3.30.2015

this is too much world

If not now, when?
Here is the Phoenix airfield,
I see the cones of volcanic mountains
And I think of all I have not said,
About the words to suffer and sufferance and how one can bear a lot
By training anger until it gets tired and gives up.
Here is the island of Kauai, an emerald set among white clouds,
Warm wind in the palm leaves, and I think of snow
In my distant province where things happened
That belong to another, inconceivable life.
The bright side of the planet moves toward darkness
And the cities are falling asleep, each in its hour,
And as for me, now as then, it is too much.
There is too much world.


-Czeslaw Milosz

3.24.2015

this is a tendency toward division


"Even after an hour of good work, the day might be lost: he would feel that a fruitful afternoon was opening up for him, and on the strength of that feeling would take a break, stretching his legs in the garden. He would look up at the sky, his attention would be caught by an unfamiliar bird, and he would take up his bird book and follow the bird over the wild acres outside his garden, plunging through the underbrush, scratching his face, and gathering burrs on his socks. Returning home, he would be too hot and tired to work, and with a sense of guilt would lie down to rest, reading something light."
-"Sketches for a Life of Wassily," Lydia Davis

---

I have a tendency toward division. For mental peace-keeping, I must divide the day into its polar parts: inside vs. outside, alone vs. in company, connected vs. disconnected, digital vs. analog, loafing vs. working, puttering vs. producing. The day is never about balance but rather about punctuation; time spent inside staring at a computer screen must be punctuated with walks outside, which I take regularly, when I remember to. The trouble is that I do not like walking senselessly and without direction, for it increases my sense of malaise and resignation, which is not a spirit or mindset that is conducive to creating or writing or communicating anything. Malaise and resignation make me want to nap, which I do not do on principle. A walk must have purpose, so that when I return home I feel purposeful and can continue the work I had paused with gumption and motivation. Thus I have devised a way of making every walk purposeful: if not walking with a friend, or walking to the library, then I walk to the grocery store and purchase a single item, like an onion or a stalk of broccoli. Only one item can be purchased at a time; other items are purchased on subsequent walks, or the next day. No walk is frivolous; each walk entails the retrieval of a necessary food item, which feels particularly precious and instrumental in being a solo purchase. This has been a successful solution for many reasons: I have many opportunities to take purposeful walks during the day; I feel thrifty; I get my grocery shopping done; I have become fairly adept at keeping an ongoing mental catalog of groceries; my outdoor breaks (alone, disconnected, analog, loafing, puttering) are satisfactory punctuation within stretches of indoor labor (inside, alone, connected, digital, working, producing).

One must devise small systems of order (inconsequential task lists, break options, minor chores) as reliable and comforting structures (or semblances thereof) as well as distractions from general disarray, unpredictability, and chaos.

3.22.2015

"POSSIBILITIES" by Wislawa Szymborska

I prefer movies.

I prefer cats.

I prefer the oaks along the Warta.

I prefer Dickens to Dostoyevsky.

I prefer myself liking people

to myself loving mankind.

I prefer keeping a needle and thread on hand, just in case.

I prefer the color green.

I prefer not to maintain

that reason is to blame for everything.

I prefer exceptions.

I prefer to leave early.

I prefer talking to doctors about something else.
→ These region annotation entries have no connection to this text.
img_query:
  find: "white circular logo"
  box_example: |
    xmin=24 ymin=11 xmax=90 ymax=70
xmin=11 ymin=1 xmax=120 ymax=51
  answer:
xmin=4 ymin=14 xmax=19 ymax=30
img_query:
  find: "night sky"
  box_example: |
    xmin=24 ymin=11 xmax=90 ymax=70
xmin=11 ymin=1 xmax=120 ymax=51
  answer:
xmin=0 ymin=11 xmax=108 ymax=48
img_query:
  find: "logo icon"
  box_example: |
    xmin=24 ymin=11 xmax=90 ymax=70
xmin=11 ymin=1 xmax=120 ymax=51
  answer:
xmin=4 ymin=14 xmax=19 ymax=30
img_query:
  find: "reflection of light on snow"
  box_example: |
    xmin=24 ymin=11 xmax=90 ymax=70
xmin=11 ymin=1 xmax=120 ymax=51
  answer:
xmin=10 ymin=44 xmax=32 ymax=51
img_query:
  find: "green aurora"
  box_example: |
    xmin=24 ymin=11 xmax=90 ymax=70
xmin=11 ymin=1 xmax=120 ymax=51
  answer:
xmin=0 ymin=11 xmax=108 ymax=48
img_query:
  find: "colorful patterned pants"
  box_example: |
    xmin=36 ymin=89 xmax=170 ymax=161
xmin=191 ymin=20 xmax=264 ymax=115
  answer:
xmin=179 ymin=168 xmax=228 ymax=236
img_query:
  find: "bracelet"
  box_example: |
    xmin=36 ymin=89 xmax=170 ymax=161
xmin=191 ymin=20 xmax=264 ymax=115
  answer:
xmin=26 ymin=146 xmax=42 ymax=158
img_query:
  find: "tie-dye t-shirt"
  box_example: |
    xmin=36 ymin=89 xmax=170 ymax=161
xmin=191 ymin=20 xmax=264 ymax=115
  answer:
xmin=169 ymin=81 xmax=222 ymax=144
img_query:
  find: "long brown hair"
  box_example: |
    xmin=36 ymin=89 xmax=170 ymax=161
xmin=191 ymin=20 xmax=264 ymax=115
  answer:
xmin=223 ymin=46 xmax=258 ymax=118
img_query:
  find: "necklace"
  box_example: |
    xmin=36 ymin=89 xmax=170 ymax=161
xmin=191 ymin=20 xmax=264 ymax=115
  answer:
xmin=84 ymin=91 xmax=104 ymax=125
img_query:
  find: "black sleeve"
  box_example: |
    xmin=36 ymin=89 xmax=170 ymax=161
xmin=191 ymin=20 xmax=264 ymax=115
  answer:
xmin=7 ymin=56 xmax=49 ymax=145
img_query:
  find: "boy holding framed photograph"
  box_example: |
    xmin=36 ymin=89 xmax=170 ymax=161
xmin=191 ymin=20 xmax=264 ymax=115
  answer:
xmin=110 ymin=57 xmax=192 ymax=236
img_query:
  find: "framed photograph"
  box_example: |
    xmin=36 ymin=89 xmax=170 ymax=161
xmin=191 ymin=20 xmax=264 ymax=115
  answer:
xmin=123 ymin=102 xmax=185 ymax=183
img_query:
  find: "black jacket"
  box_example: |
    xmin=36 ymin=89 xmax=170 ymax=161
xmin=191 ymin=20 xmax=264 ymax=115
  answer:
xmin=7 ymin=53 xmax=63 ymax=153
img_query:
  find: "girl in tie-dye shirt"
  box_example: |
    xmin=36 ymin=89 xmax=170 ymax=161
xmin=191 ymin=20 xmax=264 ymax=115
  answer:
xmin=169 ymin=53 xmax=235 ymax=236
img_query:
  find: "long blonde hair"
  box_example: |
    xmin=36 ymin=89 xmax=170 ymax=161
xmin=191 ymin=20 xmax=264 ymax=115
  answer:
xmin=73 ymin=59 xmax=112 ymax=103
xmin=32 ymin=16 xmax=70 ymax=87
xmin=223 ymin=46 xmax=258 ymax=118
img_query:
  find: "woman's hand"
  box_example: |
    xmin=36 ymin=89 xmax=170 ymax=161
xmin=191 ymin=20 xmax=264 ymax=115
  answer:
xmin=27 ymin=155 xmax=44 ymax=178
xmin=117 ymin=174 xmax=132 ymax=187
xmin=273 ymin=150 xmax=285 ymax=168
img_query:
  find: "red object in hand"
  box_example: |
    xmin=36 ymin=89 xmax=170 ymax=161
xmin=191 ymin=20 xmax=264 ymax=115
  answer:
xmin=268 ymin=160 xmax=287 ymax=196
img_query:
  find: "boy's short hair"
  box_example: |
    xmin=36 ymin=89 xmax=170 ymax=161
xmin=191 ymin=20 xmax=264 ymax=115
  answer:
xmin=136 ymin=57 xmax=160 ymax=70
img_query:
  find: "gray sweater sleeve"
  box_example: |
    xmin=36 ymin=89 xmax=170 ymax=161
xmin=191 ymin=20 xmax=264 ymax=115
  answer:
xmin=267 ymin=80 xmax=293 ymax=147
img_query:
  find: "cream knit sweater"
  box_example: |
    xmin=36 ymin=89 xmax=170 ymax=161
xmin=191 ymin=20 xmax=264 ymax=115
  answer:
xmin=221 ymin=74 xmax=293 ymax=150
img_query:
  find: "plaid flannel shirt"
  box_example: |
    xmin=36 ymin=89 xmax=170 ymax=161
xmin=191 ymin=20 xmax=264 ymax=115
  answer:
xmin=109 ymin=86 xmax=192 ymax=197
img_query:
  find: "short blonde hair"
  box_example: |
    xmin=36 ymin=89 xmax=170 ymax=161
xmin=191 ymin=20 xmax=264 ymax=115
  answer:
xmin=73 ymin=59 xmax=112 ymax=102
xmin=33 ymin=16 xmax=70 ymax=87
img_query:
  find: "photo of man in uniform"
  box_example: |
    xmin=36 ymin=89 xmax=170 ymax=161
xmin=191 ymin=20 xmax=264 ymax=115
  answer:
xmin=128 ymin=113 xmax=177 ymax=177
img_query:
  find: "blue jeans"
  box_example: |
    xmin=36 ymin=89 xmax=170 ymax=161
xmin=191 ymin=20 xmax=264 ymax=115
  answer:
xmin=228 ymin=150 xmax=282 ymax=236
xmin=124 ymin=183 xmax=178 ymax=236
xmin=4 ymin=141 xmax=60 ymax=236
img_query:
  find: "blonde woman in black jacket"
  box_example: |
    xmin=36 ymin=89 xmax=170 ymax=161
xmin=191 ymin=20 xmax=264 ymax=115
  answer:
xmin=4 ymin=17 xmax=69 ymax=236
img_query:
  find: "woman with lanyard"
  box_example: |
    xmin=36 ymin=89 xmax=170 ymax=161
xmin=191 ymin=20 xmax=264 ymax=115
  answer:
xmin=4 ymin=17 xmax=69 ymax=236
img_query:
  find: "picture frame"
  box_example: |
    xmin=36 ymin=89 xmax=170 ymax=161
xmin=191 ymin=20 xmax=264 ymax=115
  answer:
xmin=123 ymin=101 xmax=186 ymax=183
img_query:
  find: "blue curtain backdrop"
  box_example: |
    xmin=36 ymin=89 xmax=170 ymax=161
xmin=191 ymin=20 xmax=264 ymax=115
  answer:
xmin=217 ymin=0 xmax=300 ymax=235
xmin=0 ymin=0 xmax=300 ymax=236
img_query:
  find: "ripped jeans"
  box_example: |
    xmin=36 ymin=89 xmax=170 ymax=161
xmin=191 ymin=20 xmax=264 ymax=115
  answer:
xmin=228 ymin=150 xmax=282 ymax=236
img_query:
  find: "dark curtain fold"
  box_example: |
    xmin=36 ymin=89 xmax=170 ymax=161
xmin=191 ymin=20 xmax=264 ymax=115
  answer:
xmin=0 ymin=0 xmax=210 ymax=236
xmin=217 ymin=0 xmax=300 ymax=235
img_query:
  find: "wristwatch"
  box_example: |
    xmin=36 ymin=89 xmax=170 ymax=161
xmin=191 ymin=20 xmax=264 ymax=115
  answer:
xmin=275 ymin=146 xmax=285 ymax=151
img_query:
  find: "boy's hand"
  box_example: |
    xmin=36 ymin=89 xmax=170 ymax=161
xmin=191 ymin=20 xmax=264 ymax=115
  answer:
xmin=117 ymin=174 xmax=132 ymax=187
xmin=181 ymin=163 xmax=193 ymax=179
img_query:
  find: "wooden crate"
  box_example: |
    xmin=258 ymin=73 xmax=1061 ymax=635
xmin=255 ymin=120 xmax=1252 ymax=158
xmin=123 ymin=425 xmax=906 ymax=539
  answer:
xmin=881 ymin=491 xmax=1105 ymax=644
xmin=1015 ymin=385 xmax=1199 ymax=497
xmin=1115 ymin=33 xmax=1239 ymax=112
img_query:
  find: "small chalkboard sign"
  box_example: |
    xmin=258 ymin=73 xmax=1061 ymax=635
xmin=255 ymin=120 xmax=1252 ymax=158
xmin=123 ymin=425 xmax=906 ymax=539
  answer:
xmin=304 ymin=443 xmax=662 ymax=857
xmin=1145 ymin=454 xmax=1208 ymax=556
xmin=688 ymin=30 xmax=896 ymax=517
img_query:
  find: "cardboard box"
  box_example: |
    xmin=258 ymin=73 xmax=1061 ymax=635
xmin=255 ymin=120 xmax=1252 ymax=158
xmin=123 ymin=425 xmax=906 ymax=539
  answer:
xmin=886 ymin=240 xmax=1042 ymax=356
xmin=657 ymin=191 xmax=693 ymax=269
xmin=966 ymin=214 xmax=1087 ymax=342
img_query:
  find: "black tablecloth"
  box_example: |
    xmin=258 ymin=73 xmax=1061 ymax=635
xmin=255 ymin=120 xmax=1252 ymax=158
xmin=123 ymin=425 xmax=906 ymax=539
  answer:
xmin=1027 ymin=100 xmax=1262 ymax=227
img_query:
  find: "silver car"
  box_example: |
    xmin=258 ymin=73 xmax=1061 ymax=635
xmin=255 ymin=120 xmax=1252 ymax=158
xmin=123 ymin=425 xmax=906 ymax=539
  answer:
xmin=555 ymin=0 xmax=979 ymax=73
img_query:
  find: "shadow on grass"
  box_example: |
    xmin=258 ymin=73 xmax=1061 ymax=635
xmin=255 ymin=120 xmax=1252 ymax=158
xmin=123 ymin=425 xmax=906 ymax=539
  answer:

I prefer the old fine-lined illustrations.

I prefer the absurdity of writing poems

to the absurdity of not writing poems.

I prefer, where love's concerned, nonspecific anniversaries

that can be celebrated every day.

I prefer moralists

who promise me nothing.

I prefer cunning kindness to the over-trustful kind.

I prefer the earth in civvies.

I prefer conquered to conquering countries.

I prefer having some reservations.

I prefer the hell of chaos to the hell of order.

I prefer Grimms' fairy tales to the newspapers' front pages.

I prefer leaves without flowers to flowers without leaves.

I prefer dogs with uncropped tails.

I prefer light eyes, since mine are dark.

I prefer desk drawers.

I prefer many things that I haven't mentioned here

to many things I've also left unsaid.

I prefer zeroes on the loose

to those lined up behind a cipher.

I prefer the time of insects to the time of stars.

I prefer to knock on wood.

I prefer not to ask how much longer and when.

I prefer keeping in mind even the possibility

that existence has its own reason for being.

3.18.2015

"It was a failure of my imagination that made me keep leaving people. All I could see in the world were beginnings and endings: moments to survive, record, and once recorded, safely forget.

I knew I was getting somewhere when I began losing interest in the beginnings and the ends of things.

Short tragic love stories that had once interested me no longer did.

What interested me was the kind of love to which the person dedicates herself for so long, so no longer remembers quite how it began."